FREN

#FF00AA


22 sept. 2007

Of big spotted cats

@apple@

I’d been hearing bad things about the Leopard betas for so long now, I never expected the current build to be usable. Yet it is, very much. It’s not a spectacular upgrade, but it’s quite snappy on my MacBook; despite all its flaws I like the new Dock, even displayed vertically; the new Leopard theme works better than installing UNO (although the new stoplight bubbles are definitely, inexplicably horrendous); and, as expected, I love having Cover Flow in the Finder, along with automatic icon previews.

Speaking of the Finder, there’s a little thing, however, that’s going to irritate a lot of people: by default, folders don’t remember what view mode you used last. In Tiger, if you open a folder and switch to List view, the folder will still be in List view the next time you open it; in the current Leopard build, a folder window will open in the last view mode you switched to in any folder — even though window dimensions, on the other hand, are retained. So you can set a folder to display in list view in a small window, then browse another folder using Cover Flow, and when you reopen the original folder it will be in a tiny window sporting a huge Cover Flow pane. I know this is going to infuriate me time and again, and I can’t believe I didn’t see anyone mention it. (Oh, wait… those pesky things called NDAs, maybe.) You can force a folder to remember which view you want to use, but that requires opening the View Options every time you arrange a new folder:

The transparent menubar, on the other hand, is ugly but actually bearable (especially with the toned-down Apple and Spotlight icons) — and it works particularly well with the default space-warp background, where it simply comes out as mostly grey. I guess Steve uses this particular background and hasn’t realized how wrong the menubar can look with more vivid colors.

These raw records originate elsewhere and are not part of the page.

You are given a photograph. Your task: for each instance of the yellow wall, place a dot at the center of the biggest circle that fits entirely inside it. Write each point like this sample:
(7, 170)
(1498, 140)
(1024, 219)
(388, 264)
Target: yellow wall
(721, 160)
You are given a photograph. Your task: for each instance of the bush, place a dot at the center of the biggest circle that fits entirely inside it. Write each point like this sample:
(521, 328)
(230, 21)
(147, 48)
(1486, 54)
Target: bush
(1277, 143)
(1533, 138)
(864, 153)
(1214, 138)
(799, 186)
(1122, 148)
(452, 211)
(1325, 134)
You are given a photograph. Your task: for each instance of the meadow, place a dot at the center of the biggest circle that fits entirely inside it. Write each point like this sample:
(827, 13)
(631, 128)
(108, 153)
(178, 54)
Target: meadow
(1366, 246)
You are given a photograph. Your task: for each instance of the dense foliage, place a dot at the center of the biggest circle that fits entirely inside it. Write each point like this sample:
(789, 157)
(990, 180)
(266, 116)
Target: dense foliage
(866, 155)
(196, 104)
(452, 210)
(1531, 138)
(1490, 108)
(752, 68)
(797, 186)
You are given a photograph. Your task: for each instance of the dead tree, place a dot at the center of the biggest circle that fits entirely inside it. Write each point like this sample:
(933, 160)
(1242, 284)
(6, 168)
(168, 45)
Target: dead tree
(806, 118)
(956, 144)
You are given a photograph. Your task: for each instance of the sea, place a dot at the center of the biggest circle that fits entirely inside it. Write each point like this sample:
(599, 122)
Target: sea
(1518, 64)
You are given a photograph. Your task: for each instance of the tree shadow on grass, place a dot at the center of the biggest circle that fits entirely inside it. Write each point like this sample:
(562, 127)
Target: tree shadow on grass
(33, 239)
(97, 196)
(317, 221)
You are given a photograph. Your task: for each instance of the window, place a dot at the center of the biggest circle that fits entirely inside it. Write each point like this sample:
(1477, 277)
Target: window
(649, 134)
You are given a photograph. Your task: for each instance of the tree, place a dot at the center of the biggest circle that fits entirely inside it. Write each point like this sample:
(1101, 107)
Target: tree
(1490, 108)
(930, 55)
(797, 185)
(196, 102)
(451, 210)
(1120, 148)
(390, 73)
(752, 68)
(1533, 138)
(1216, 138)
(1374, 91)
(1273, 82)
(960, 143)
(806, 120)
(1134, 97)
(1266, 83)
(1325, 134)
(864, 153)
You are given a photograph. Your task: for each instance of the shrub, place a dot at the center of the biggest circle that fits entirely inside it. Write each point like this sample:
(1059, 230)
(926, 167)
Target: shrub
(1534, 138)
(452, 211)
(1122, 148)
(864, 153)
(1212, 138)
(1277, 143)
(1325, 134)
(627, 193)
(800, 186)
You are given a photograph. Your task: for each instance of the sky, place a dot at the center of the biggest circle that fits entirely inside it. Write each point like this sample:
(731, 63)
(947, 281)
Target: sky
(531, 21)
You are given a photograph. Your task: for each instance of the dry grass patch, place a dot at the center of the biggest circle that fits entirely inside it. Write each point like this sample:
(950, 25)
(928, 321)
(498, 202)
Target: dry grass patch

Incidentally, when Think Secret released screenshots showing one of the background’s stars shining through the menubar, I thought to myself that OS X should pull a page out of the Vista book and apply gaussian blur to what’s below; turns out it already does:

All that’s missing now is toning down contrast and saturation a bit, too. But maybe they’re actually on the right track on that one.

 

I’m not going to talk about — or even try — all the features, because everybody knows how most of it works; the bottomline is, do I want to upgrade? I can’t wait to switch my main machine to Leopard for Cover Flow and Spaces, but I’ll wait until it’s stable and officially released (it’s my production machine, no playing with that); I wouldn’t mind installing it on the mini I use as a jukebox, but it wouldn’t change much to my daily use and that’s not worth the risk of using a beta on the machine that stores all my multimedia files on external drives; that leaves us with the MacBook I use to chat and email and teleport to the other computers (teleport works fine, just like most of everything else — for some reason Quicksilver’s Dock icon won’t hide, but that’s pretty much the only trouble I had so far), and I would love to have Leopard in there. Trouble is, the new Mail.app is incompatible with extensions for the previous versions, and I just don’t want to live without Mail Act-On, Mail.appetizer and Mail Badger. As unreliable as it’s generally getting, e-mail is still the most essential part of my professional workflow, so I’ll have to wait until all those plug-ins are updated.

Or maybe I could change my workflow. I like this new Dock. It makes my iMac feel old.